Residents and politicians opposed to the East 91st Street marine trash transfer station lampoon city’s response to construction accident
Yorkville For people fighting against an Upper East Side trash transfer station, the city’s offer to cover it with steel during construction offers little reassurance of the overall safety of the project.
The city’s Dept. of Design and Construction is proposing to erect a steel “cocoon” over the construction site at Asphalt Green to address safety concerns after an accident July 9 sent a 10-pound jackhammer chisel crashing through a fourth-floor window at the athletic complex.
An employee at Asphalt Green narrowly missed being hit by the chisel and escaped with only minor injuries. Children enrolled in a summer program there were playing in a field on the other side of a fence from where the accident occurred.
The cocoon would provide a 20-foot-tall sheath-like barrier over the road that bisects Asphalt Green and leads to the marine transfer station. The city’s Dept. of Sanitation plans to use the road as an access point for garbage trucks unloading at the MTS.
The city halted construction at the site pending a safety review and the contractor responsible for the accident fired several employees who were found to have violated safety procedures. In addition, the DDC assigned a safety inspector who will remain at the site full time during construction to monitor the contractor, according to a spokesperson.
Congresswoman Carolyn Maloney said some parents have pulled their children out of summer camp at Asphalt Green citing safety concerns. She met Friday with members of Mayor Bill de Blasio’s staff to discuss halting all construction work there – which is currently suspended – until after summer camp is over.
Maloney told Our Town that the mayor’s office, “said they would not re-open the site until it was absolutely safe, but quite frankly, that’s what’s they said before. I said then and I say now, they have to do more to address the community’s concerns.”
Maloney was told the mayor would be made aware of her desire to see work suspended at Asphalt Green until after summer camp is over, and that she will be checking with City Hall on the status of that request.
“This event shocked the community and renewed our fears about the MTS,” Maloney said. “From the beginning we told them this would not be a safe site [for construction]. They told us it was going to be safe, and it wasn’t. Their reassurances lack credibility.”

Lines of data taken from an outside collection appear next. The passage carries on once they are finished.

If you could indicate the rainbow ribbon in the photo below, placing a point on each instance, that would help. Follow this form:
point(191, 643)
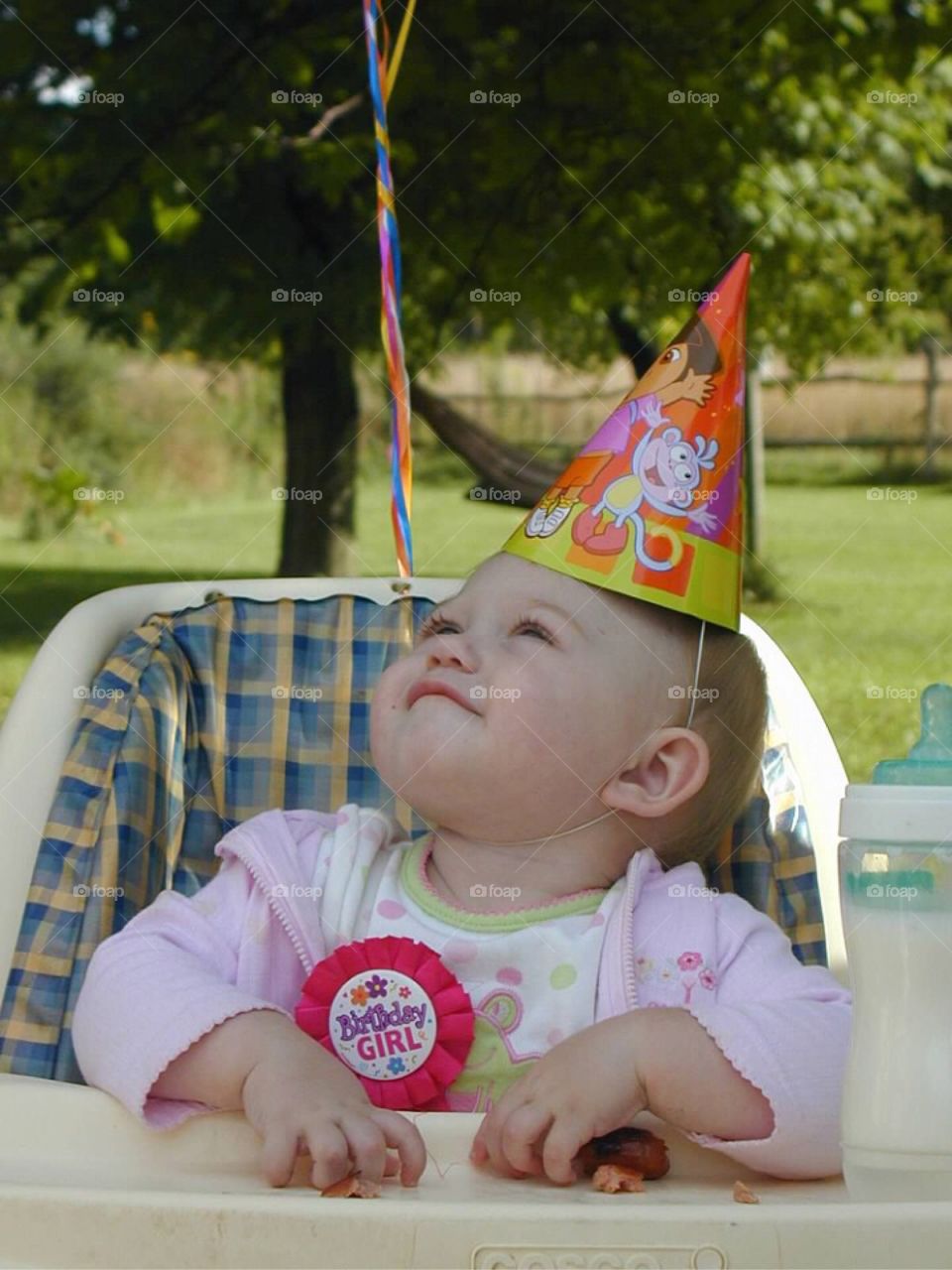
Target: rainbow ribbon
point(382, 73)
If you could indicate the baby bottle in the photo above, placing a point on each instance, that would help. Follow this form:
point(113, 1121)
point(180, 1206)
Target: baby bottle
point(895, 876)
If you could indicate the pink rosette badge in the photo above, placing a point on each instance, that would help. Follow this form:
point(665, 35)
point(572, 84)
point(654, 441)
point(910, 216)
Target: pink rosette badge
point(393, 1012)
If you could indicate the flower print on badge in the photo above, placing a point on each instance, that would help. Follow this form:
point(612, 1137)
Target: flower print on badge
point(687, 970)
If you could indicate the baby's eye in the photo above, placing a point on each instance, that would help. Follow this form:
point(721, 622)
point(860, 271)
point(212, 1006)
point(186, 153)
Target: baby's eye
point(526, 624)
point(431, 626)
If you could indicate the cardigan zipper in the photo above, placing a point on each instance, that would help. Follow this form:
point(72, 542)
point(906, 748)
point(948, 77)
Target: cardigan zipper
point(276, 908)
point(631, 989)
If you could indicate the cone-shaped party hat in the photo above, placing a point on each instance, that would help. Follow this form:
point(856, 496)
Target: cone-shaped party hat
point(653, 504)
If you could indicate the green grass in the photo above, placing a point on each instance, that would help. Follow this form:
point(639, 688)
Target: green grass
point(864, 585)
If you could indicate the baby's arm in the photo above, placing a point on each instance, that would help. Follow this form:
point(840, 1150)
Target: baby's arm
point(689, 1082)
point(163, 1025)
point(785, 1029)
point(753, 1070)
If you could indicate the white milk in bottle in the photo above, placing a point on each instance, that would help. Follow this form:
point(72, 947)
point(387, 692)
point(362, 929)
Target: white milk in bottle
point(895, 873)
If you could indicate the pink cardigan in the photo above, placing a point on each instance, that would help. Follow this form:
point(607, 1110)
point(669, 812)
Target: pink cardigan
point(250, 938)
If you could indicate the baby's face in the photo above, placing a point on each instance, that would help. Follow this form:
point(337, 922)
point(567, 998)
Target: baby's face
point(553, 688)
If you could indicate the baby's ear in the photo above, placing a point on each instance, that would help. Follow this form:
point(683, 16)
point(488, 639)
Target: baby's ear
point(669, 772)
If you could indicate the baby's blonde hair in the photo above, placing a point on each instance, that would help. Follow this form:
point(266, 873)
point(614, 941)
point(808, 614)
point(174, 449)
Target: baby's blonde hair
point(730, 714)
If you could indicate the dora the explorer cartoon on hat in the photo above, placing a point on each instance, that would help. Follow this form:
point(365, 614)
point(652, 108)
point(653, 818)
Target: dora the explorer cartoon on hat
point(666, 470)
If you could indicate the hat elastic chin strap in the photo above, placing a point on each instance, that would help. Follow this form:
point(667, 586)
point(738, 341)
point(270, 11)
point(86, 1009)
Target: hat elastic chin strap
point(575, 828)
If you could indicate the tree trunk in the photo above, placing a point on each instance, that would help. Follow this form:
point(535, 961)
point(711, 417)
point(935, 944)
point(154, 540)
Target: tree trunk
point(930, 420)
point(320, 429)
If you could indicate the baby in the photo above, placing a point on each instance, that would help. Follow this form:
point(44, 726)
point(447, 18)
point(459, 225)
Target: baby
point(538, 725)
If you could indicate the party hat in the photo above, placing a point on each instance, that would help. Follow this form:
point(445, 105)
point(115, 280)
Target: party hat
point(653, 504)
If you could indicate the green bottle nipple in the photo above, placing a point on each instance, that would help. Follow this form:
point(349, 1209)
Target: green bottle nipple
point(929, 761)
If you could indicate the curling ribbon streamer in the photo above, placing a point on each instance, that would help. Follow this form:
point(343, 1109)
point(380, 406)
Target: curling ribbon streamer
point(382, 73)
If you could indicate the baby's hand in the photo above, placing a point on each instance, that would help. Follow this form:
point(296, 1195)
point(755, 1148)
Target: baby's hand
point(298, 1097)
point(583, 1087)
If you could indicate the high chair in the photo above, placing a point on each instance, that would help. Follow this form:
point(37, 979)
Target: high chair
point(153, 719)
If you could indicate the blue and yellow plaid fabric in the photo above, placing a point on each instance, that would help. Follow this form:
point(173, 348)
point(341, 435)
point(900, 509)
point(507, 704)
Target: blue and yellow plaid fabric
point(203, 717)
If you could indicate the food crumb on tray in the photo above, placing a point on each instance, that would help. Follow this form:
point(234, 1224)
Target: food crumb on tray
point(352, 1187)
point(744, 1196)
point(612, 1179)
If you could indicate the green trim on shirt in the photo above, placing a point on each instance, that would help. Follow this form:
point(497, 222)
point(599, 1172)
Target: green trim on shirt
point(412, 874)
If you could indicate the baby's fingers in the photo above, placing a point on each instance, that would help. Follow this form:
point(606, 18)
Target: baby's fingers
point(330, 1152)
point(562, 1143)
point(405, 1138)
point(280, 1153)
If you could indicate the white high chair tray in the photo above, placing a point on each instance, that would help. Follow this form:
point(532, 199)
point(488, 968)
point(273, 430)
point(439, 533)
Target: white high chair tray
point(84, 1184)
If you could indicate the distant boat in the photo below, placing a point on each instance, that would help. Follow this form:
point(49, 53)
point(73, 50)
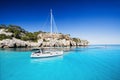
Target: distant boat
point(41, 53)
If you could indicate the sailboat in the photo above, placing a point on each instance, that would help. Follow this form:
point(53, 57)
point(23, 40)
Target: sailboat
point(41, 53)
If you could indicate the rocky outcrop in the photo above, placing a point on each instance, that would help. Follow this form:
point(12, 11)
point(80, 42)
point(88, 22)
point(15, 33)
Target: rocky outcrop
point(21, 38)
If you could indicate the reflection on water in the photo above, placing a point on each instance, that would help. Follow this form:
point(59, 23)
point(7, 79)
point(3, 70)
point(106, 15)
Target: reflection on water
point(38, 60)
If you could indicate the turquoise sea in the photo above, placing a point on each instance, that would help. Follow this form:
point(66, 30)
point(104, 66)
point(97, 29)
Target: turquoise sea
point(85, 63)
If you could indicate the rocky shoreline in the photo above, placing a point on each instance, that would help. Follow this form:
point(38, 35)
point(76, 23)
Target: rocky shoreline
point(16, 37)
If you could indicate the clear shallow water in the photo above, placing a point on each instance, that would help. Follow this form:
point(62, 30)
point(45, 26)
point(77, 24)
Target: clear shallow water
point(91, 63)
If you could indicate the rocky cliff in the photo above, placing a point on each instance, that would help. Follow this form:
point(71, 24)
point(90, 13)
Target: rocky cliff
point(14, 36)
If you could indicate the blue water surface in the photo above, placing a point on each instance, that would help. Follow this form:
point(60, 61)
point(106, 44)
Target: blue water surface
point(85, 63)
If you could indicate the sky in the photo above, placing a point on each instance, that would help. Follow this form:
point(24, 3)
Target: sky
point(97, 21)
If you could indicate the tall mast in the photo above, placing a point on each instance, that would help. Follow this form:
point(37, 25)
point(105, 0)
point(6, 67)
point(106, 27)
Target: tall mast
point(51, 21)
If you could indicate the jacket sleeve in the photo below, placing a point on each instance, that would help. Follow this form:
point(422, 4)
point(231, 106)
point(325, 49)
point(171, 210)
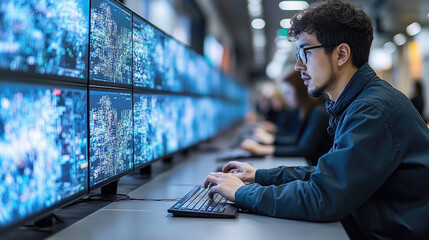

Members of Pledge 2 Protect, the most prominent anti-MTS group, also met recently with city officials to discuss safety procedures in the wake of the accident, and tied the incident to their overall opposition to the project.
“A temporary cover is an insult to all of us who will have to live with this massive, loud, smelly and dangerous operation for years to come,” said Regine LaCourt, a P2P member representing the nearby NYCHA housing project. “Is the city taking serious steps to protect children and others here from the thousands of garbage trucks that will pass our homes – no, they are making a show of building a short-term cover over something that should not be here to begin with.”
P2P said they were told the cocoon would take two months to build but were not told how much it would cost.
The city had proposed a second plan that would involve erecting a trellis roof top over the construction site and include other street-level modifications to the adjacent access ramp. It was also rejected by P2P because it “maintains the ramp where it is within 11 feet of a specially-designed toddler playground and the front entrance to Asphalt Green, and alongside the outdoor sports field,” according to a spokesperson.
The opposition group seems, however, to be conceding the point that they’re unlikely to succeed in their mission to stop the MTS outright. They said they agreed to a plan that would route garbage trucks to the MTS via East 96th Street and FDR Drive, and “another promising proposal by the city where the garbage trucks would exit at 62nd Street to the FDR Drive and use it to approach the station,” said a spokesperson.
But, said P2P, the city subsequently took both those proposals off the table due to cost concerns.
“While the city spends money to create a temporary safety structure at East 91st Street, it rules out all reasonable alternatives to the ramp placement, because they claim the cost estimates might not be feasible,” said P2P President Kelly Nimmo-Guenther. “But we ask Mayor de Blasio and [Dept. of Sanitation] Commissioner [Kathryn] Garcia what is the price of a child’s life? How much is ‘too much’ to protect the more than 34,000 children who use the Asphalt Green facility? Enough is enough.”